Saturday, May 19, 2007

Animal

THIS WEEK, WE bring you an Emo Kid episode in glorious Technicolour! Wow, it feels like the glorious age of 1920s cinema all over again! Not that I was part of the glorious age of 1920s cinema, of course. Thanks go to my lovely wife Naz for colouring this one in... I'm contemplating making every comic colourful from here on in. All in favour say 'Aye', or just drop me an e-mail, because the chances are I don't know where you live, and even if I did, I wouldn't be able to hear you saying 'Aye' unless you called me on the phone. And if I don't know you, I'm not sure I'd want you calling me anyway; you might be scary. How do you spell 'Aye' anyway? Answers on a postcard. Or in a comic, if you like, with one answer in each panel - 'Aye'. 'I'. 'Eye'. 'Aaiiiiii'. I'll stop now.

Saturday, May 12, 2007

Introducing Job, the Envelope Boy

INTRODUCING YET ANOTHER new character to Lame Champion Comics, 'Job, the Envelope Boy'. Aren't you all lucky! This story is an introduction to the comedy of errors which is Job's attempt at finding, well, a job. Scroll down to the Cast of Characters to find out more. I apologise for the difference in comic size this week. There is a logical explanation, but as they say, I could tell you, but then I'd have to kill you.

Saturday, May 05, 2007

Pigeon-Hole

MY WIFE HAS just finished an essay questioning whether disability rights activism has resulted in a 'movement'. Needless to say, after she finished I nicked all her books and did some reading of my own. A common opinion, according to some sociologists and academics, is that a disability rights movement has not formed completely because, well, disabled people can't physically form political groups, can they? And even if they did give it a go, they don't have a single agenda like the feminists, black or gay rights groups do because there are too many different types of impairments and needs.
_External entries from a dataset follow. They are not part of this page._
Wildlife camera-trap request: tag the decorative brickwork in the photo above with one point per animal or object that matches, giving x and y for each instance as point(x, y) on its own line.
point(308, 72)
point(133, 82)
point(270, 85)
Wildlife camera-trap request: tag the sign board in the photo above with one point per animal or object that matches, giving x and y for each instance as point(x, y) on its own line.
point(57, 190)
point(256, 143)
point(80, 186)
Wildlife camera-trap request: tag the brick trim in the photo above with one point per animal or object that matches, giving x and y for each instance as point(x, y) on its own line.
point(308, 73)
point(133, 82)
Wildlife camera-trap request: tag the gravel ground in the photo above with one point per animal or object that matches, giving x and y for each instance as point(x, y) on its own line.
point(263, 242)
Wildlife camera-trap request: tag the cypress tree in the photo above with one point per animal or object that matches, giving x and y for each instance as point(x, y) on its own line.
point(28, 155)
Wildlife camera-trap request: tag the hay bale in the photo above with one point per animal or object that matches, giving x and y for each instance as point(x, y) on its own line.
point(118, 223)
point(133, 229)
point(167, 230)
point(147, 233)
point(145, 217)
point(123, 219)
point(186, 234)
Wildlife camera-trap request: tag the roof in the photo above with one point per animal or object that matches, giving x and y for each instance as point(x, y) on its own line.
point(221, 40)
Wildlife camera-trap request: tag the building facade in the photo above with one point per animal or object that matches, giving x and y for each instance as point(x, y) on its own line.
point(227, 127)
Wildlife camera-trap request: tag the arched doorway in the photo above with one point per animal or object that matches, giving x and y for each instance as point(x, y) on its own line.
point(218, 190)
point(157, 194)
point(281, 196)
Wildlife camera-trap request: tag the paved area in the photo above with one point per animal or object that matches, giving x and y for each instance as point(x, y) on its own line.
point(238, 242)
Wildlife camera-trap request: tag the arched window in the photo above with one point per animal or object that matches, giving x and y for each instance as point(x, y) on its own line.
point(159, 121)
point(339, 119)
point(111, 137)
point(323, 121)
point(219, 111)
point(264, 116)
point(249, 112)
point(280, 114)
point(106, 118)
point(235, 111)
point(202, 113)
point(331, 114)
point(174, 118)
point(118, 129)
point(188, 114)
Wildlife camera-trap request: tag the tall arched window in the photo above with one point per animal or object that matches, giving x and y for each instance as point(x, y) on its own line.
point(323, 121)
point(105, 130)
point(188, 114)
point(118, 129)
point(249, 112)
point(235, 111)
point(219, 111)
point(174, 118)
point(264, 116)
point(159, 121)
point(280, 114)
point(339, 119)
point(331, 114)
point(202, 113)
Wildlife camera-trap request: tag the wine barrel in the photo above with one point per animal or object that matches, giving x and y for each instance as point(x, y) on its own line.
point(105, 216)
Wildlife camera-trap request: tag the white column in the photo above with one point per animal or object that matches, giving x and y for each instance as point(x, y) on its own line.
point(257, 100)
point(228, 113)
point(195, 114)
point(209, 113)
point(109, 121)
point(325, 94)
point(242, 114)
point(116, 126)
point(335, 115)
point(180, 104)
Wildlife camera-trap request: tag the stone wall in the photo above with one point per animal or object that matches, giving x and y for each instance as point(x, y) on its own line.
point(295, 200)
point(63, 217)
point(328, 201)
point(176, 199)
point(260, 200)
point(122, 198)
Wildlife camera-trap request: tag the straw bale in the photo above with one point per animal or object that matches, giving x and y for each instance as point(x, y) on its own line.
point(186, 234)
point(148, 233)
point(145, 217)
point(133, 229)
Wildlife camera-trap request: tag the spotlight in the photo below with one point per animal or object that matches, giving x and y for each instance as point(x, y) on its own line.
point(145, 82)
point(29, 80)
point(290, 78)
But most disabled activists themselves argue that there is a movement going on, an underground movement which focusses on our similar experiences and feelings of discrimination and social exclusion. This movement, they say, has nothing to do with impairments, but everything to do with shared experience. The only people who do not see a movement forming are those who don't share that experience. The reason that the academic or sociological (often able-bodied) world do not see a movement forming is their habit of pigeon-holeing disabled people as politically or physically 'unable'. And there, my friends, lies the inspiration for the above comic...

Disabled people? Pigeons? We aren't so different.